Results showed that:

MQA combined with CLA2 (MQA-CLA2) models achieved better perplexities (a measure of model accuracy) for the same KV cache memory, compared to baseline MQA models.
CLA2 is the most effective configuration, outperforming larger sharing factors like CLA3 or CLA4.

3B-Parameter Scale:

Similar experiments confirmed that the beneficial effects of CLA observed at the 1B scale hold true even at the larger 3B scale.
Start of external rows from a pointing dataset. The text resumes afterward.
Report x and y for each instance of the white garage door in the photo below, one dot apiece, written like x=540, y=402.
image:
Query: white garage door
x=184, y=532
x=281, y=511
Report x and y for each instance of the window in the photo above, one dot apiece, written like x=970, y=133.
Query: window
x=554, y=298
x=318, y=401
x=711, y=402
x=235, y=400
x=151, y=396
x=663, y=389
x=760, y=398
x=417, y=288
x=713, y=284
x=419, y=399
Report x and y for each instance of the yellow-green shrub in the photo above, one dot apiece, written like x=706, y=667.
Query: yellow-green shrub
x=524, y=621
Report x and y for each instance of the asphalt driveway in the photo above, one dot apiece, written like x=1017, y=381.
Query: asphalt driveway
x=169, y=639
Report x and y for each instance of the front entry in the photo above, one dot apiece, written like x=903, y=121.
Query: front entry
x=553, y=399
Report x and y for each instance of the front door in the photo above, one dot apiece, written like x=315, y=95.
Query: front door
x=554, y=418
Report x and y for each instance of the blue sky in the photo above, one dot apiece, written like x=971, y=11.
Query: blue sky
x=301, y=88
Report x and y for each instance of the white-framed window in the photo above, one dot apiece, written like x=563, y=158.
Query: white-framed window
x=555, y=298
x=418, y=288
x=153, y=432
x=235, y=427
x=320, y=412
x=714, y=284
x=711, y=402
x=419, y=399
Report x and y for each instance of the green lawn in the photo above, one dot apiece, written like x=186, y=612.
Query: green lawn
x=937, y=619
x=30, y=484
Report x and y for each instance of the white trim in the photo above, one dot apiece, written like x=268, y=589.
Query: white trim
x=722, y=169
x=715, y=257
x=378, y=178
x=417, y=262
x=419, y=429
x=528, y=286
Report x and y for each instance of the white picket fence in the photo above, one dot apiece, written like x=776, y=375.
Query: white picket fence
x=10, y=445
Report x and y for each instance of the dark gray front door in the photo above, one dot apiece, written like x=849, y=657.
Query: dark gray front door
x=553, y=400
What’s Next? Future Directions

The potential for future work with CLA includes:

Longer Contexts: Evaluating CLA’s performance on models designed to handle longer sequences efficiently.
Incorporation with Other Techniques: Combining CLA with other memory-efficient mechanisms, such as those reducing the bandwidth or time complexity of the attention mechanism.
Complete System Integration: Testing CLA in a full inference system to quantify end-to-end cost reductions and efficiency improvements.

Related Work and Context

The work on CLA fits into a broader landscape of techniques aimed at improving the memory efficiency of transformers. Other efforts include:

Compression Techniques: Compressing KV caches post-training through quantization or sparsification.
Architectural Modifications: Reducing sequence length through local attention methods or replacing softmax attention with more memory-efficient mechanisms.

Conclusion

Cross-Layer Attention (CLA) represents a significant step in optimizing the memory footprint of transformer-based LLMs. By sharing KV heads across layers, CLA achieves a notable reduction in memory usage with minimal accuracy trade-offs, proving to be a valuable tool for scaling models to work with longer sequences and larger batch sizes. Practitioners looking to optimize their model’s memory efficiency should definitely consider integrating CLA, particularly alongside MQA for the best results.

Feel free to dig deeper into this concept to explore how CLA could potentially benefit your specific LLM applications!